BNPL Adoption Rises Among Younger Consumers Amid Economic Challenges

Buy Now, Pay Later (BNPL) services have become increasingly popular, particularly among younger consumers facing economic challenges. These services allow consumers to spread out payments over time instead of paying the full amount upfront, easing pressure on their bank accounts and avoiding interest-bearing debt. Recent data from the Consumer Financial Protection Bureau (CFPB) and PYMNTS highlights the strategic use of BNPL to manage cash flow, especially during periods of high inflation.

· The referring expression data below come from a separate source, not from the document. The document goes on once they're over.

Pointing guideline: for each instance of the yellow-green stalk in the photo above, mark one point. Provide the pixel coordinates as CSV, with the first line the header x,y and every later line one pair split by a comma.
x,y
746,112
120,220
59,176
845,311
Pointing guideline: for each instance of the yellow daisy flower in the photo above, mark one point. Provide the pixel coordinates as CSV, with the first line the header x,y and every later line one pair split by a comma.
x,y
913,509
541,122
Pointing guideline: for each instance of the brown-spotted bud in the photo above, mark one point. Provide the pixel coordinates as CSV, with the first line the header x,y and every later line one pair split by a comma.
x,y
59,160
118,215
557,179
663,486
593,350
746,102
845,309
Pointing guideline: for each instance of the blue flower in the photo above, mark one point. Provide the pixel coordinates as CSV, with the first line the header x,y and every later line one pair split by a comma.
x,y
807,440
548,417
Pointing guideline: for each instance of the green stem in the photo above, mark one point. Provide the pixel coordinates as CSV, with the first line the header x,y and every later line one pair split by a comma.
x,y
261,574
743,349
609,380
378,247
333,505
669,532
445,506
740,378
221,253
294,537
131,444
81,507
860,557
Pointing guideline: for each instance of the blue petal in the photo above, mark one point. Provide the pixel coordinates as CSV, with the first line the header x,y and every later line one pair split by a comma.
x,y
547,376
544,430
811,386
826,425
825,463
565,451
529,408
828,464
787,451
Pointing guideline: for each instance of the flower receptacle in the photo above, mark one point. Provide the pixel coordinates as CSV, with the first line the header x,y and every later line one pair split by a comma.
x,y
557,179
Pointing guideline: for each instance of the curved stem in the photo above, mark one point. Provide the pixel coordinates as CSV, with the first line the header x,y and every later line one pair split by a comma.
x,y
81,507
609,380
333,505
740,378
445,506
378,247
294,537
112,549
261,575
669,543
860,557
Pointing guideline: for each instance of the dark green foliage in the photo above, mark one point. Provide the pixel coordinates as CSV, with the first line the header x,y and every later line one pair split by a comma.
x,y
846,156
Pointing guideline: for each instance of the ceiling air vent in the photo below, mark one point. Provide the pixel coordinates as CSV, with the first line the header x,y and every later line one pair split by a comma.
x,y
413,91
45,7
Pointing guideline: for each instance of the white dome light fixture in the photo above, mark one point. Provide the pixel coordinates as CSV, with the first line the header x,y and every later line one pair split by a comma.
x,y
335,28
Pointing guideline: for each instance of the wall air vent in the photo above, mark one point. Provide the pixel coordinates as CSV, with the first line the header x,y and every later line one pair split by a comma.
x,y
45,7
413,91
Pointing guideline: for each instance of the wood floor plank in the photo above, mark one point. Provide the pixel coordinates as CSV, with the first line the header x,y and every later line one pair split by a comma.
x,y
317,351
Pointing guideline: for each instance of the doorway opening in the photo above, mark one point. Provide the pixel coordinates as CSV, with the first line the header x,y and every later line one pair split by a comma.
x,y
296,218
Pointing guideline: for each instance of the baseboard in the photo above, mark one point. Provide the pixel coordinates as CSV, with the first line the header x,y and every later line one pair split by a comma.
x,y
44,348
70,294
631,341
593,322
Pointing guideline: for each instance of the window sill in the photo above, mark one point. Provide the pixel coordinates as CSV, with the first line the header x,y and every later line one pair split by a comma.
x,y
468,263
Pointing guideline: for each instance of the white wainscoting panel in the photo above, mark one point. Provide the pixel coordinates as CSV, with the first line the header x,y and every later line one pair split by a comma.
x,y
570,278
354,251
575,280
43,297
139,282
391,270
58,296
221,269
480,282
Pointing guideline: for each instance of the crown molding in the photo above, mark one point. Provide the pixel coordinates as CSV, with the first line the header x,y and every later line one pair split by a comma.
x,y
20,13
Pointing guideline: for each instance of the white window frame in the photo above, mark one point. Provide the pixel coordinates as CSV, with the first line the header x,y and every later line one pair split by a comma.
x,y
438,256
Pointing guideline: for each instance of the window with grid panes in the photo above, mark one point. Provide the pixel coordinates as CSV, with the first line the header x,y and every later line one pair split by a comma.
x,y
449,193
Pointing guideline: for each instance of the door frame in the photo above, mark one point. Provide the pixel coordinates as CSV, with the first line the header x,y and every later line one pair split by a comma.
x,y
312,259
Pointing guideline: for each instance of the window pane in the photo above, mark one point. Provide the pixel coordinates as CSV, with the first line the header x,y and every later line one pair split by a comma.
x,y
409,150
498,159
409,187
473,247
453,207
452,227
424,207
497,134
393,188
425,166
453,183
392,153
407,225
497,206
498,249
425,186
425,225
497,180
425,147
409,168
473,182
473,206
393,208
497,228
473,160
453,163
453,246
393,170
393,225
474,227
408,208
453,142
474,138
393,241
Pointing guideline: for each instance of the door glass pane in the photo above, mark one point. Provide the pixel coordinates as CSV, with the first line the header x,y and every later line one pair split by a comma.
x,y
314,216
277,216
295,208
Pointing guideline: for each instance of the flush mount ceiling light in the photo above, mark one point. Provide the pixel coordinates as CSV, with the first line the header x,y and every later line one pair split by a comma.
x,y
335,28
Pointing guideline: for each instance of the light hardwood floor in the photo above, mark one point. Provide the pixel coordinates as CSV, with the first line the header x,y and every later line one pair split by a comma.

Growing Popularity of BNPL Services

The rise of BNPL services has been significant, with nearly two-thirds of users employing this method to manage their finances strategically. This trend is particularly evident among younger consumers, who often face economic pressures and cash flow shortages. The average transaction value for BNPL users is $926, indicating that these services are being used for substantial purchases. These insights underscore how critical BNPL has become for consumers who need a way to spread out their financial burdens without accruing high-interest debt.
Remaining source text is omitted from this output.